Cancer patients are encouraged to obtain second opinions before starting treatment. Little is known about men with localized prostate cancer who seek second opinions, the reasons why, and the association with treatment and quality of care.

METHODS

We surveyed men who were diagnosed with localized prostate cancer in the greater Philadelphia area from 2012 to 2014. Men were asked if they obtained a second opinion from a urologist, and the reasons why.
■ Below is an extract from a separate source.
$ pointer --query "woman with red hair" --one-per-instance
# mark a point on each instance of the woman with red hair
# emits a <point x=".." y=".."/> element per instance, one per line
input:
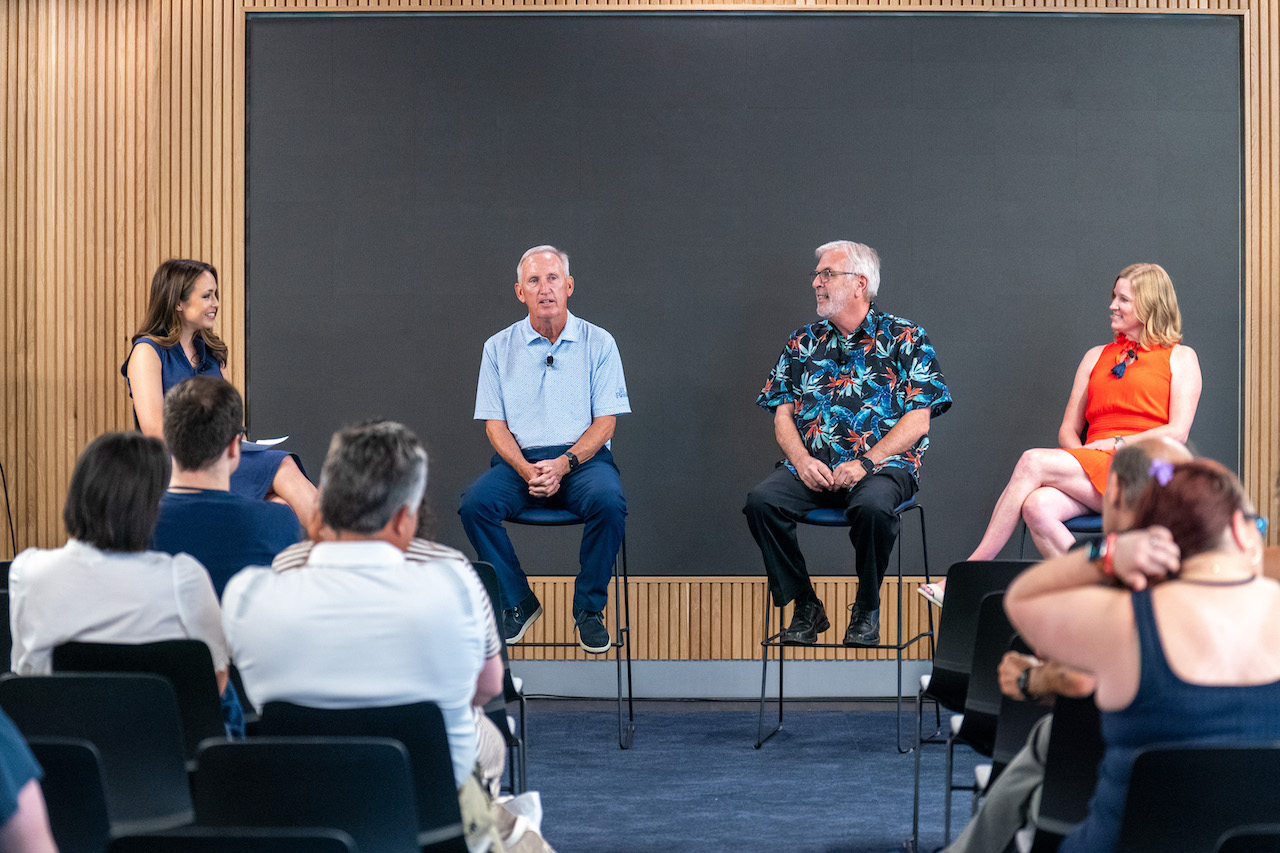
<point x="1175" y="621"/>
We used multivariable logistic regression models to evaluate the relationship between second opinions and definitive prostate cancer treatment and perceived quality of care.

RESULTS

A total of 2386 men responded to the survey (adjusted response rate, 51.1%). After applying exclusion criteria, the final analytic cohort included 2365 respondents. Of these, 40% obtained second opinions, most commonly because they wanted more information about their cancer (50.8%) and wanted to be seen by the best doctor (46.3%). Overall, obtaining second opinions was not associated with definitive treatment or perceived quality of cancer care. Men who sought second opinions because they were dissatisfied with their initial urologist were less likely to receive definitive treatment (odds ratio, 0.49; 95% confidence interval, 0.32-0.73), and men who wanted more information about treatment were less likely to report excellent quality of cancer care (odds ratio, 0.70; 95% confidence interval, 0.49-0.99) compared with men who did not receive a second opinion.

CONCLUSIONS

Although a large proportion of men with localized prostate cancer obtained a second opinion, the reasons for doing so were not associated with treatment choice or perceived quality of cancer care. Future study is needed to determine when second opinions contribute to increasing the value of cancer care. Cancer 2016. © 2016 American Cancer Society.